What about my thoughts during meditation?
Observe that they are happening, no need to resolve them or try and stop them. They are a part of human nature and happen during meditation. Gently bring yourself back to the breath, the affirmations or the mantra. Simply observe your thoughts and don’t judge yourself or your thoughts. You will find the still gaps between the thoughts becoming longer and your mind getting calmer.
How should I be breathing?
The technique is not as important as the awareness of breath. When we feel stressed our breathing is generally too shallow. Count your breath as you gently inhale through your nose, 1, 2, 3, 4 and exhale slow, smooth and long . Fill your lungs with air, your rib cage expand and your stomach rise as you breathe in. Exhale just as thoroughly and let your rib cage and stomach push out all the air. Do this gently, no need to strain.

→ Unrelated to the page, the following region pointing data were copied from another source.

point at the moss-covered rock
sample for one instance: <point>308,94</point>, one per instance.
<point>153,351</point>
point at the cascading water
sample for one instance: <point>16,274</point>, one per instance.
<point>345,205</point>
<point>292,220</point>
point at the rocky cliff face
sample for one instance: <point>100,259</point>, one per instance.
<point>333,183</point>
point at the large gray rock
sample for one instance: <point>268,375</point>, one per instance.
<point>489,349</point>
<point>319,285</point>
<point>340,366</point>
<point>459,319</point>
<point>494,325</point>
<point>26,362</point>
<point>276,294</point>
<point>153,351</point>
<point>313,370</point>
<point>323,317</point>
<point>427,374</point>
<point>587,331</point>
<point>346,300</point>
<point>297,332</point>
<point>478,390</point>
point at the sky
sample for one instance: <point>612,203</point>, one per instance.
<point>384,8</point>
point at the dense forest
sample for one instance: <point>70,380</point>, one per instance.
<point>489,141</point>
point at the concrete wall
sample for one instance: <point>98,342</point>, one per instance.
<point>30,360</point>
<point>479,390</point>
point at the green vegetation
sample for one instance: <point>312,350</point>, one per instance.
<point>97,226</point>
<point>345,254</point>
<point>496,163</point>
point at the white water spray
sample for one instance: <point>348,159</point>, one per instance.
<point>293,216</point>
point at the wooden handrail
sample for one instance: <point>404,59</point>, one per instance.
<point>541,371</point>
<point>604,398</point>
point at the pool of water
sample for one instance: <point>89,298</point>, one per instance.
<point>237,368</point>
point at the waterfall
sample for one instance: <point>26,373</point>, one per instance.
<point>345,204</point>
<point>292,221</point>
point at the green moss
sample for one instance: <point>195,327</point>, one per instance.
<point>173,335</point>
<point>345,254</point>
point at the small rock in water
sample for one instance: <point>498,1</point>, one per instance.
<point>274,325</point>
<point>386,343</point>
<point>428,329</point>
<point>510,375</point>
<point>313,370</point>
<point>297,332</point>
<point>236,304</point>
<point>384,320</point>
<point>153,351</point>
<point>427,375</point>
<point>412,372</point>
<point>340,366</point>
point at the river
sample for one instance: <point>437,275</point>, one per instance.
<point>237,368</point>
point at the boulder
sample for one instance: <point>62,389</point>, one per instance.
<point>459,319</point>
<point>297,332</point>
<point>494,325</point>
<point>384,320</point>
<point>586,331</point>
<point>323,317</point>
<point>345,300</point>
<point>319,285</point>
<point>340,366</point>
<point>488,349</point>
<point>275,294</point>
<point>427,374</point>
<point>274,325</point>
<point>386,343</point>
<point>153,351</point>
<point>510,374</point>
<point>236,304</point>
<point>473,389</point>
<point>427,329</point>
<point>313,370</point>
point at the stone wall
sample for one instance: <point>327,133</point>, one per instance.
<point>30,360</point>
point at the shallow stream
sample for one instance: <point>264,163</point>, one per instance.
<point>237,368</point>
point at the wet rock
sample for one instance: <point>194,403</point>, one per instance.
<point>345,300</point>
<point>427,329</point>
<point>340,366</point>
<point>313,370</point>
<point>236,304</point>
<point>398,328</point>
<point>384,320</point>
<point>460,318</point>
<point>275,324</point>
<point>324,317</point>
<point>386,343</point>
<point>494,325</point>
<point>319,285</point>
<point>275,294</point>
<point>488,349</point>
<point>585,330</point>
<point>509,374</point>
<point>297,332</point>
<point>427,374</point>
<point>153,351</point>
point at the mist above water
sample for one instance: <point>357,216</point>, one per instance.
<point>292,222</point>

With each exhalation allow your thoughts to be released - all worries and concerns flow out of your body. Let your mind being exhaled. After a few sets, you can let go of counting. Whenever you feel like your mind has taken over, bring yourself back to your breath . This is a type of meditation in itself.
What if I am interrupted?
Resolve to return phone calls after and if you have to attend to an interruption simply go back to the meditation, or at least lie still for a few more minutes.
Where should I meditate?
Our meditations are best done in a quiet place at home. You can use some of the relaxation techniques like focusing on breath at the office, or while nature walking. This helps you come back to feeling centred during the day.
Should I lie down or sit up during the meditation?

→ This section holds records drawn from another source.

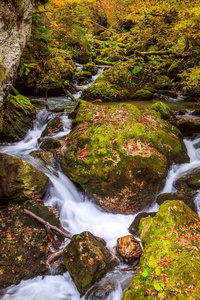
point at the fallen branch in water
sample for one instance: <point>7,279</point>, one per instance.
<point>145,55</point>
<point>47,225</point>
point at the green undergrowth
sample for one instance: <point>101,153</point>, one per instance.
<point>117,146</point>
<point>170,265</point>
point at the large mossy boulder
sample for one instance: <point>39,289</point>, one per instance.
<point>187,126</point>
<point>164,111</point>
<point>188,181</point>
<point>50,76</point>
<point>170,263</point>
<point>19,180</point>
<point>24,243</point>
<point>187,197</point>
<point>120,154</point>
<point>17,116</point>
<point>122,81</point>
<point>87,259</point>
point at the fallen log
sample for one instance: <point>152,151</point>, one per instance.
<point>56,255</point>
<point>47,225</point>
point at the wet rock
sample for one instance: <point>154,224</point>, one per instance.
<point>134,227</point>
<point>44,157</point>
<point>167,93</point>
<point>83,75</point>
<point>164,111</point>
<point>16,19</point>
<point>50,144</point>
<point>129,249</point>
<point>143,95</point>
<point>187,198</point>
<point>163,83</point>
<point>188,127</point>
<point>91,67</point>
<point>24,243</point>
<point>170,260</point>
<point>54,126</point>
<point>189,180</point>
<point>122,81</point>
<point>19,180</point>
<point>120,155</point>
<point>18,114</point>
<point>87,259</point>
<point>101,290</point>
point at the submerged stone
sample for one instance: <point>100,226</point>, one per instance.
<point>129,249</point>
<point>134,227</point>
<point>19,180</point>
<point>120,154</point>
<point>87,259</point>
<point>169,267</point>
<point>24,243</point>
<point>17,115</point>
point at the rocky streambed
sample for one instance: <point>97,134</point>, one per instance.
<point>119,156</point>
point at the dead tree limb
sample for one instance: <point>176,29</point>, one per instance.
<point>47,225</point>
<point>145,55</point>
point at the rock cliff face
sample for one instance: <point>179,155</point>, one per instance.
<point>15,29</point>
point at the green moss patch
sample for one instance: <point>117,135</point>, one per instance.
<point>120,154</point>
<point>170,265</point>
<point>18,114</point>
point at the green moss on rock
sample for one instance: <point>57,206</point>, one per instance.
<point>163,109</point>
<point>143,95</point>
<point>18,114</point>
<point>120,154</point>
<point>87,260</point>
<point>163,83</point>
<point>24,243</point>
<point>170,266</point>
<point>121,82</point>
<point>90,67</point>
<point>20,181</point>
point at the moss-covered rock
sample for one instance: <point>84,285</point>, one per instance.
<point>45,157</point>
<point>90,67</point>
<point>54,126</point>
<point>186,197</point>
<point>163,83</point>
<point>80,77</point>
<point>129,249</point>
<point>50,144</point>
<point>170,263</point>
<point>19,180</point>
<point>189,180</point>
<point>143,95</point>
<point>134,227</point>
<point>187,126</point>
<point>121,82</point>
<point>87,259</point>
<point>24,243</point>
<point>39,76</point>
<point>165,112</point>
<point>18,114</point>
<point>120,154</point>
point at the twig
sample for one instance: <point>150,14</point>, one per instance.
<point>46,224</point>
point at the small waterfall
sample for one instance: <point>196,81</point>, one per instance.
<point>76,216</point>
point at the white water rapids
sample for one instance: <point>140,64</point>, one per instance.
<point>77,216</point>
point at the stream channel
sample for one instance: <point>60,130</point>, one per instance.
<point>77,215</point>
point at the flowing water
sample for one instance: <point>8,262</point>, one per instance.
<point>77,215</point>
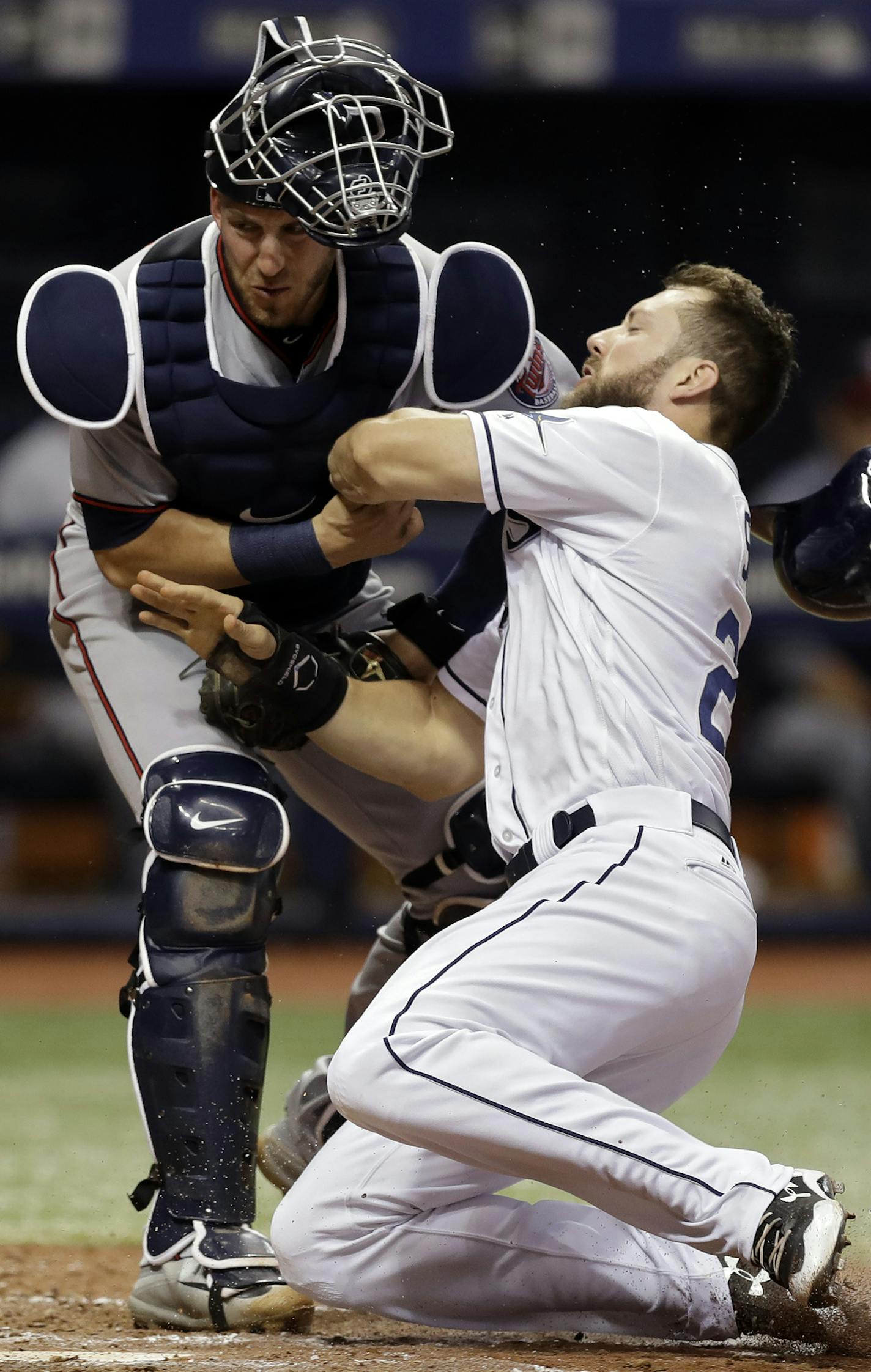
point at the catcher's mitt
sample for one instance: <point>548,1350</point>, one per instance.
<point>254,715</point>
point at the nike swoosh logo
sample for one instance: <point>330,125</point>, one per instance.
<point>275,519</point>
<point>213,824</point>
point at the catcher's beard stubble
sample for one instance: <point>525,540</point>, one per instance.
<point>629,389</point>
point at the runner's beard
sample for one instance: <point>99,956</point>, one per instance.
<point>630,389</point>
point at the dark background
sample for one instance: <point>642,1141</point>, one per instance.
<point>596,195</point>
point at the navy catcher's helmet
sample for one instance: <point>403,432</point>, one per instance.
<point>334,132</point>
<point>822,544</point>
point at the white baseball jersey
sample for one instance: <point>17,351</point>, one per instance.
<point>626,549</point>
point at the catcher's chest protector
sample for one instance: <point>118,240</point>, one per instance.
<point>234,446</point>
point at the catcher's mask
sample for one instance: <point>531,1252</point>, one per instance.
<point>822,544</point>
<point>334,132</point>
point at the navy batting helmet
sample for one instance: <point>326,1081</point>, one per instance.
<point>334,132</point>
<point>822,544</point>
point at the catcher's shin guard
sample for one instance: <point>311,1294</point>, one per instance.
<point>199,1003</point>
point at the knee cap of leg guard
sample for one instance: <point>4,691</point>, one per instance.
<point>212,808</point>
<point>188,907</point>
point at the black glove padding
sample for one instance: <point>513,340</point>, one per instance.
<point>275,704</point>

The important part is that you are comfortable. Your body needs to be able to relax. Many people don’t lie down, since they don’t want to fall asleep and miss out on the meditation experience. So if you lie down, make it different from what you do when you go to sleep. Prop up some pillows in your bed, or lie down on a mat on the floor and on a folded towel under your sternum. Or raise your legs with a pillow, if that is something that gives you comfort.
If you are sitting, settle into a comfortable posture. Keep your alignment: torso aligned with hips and head aligned with spine. Let your shoulders relax and your arms rest gently. Feel your sitting bones supported by the chair or the pillow you are on. Let your legs be rooted to the floor.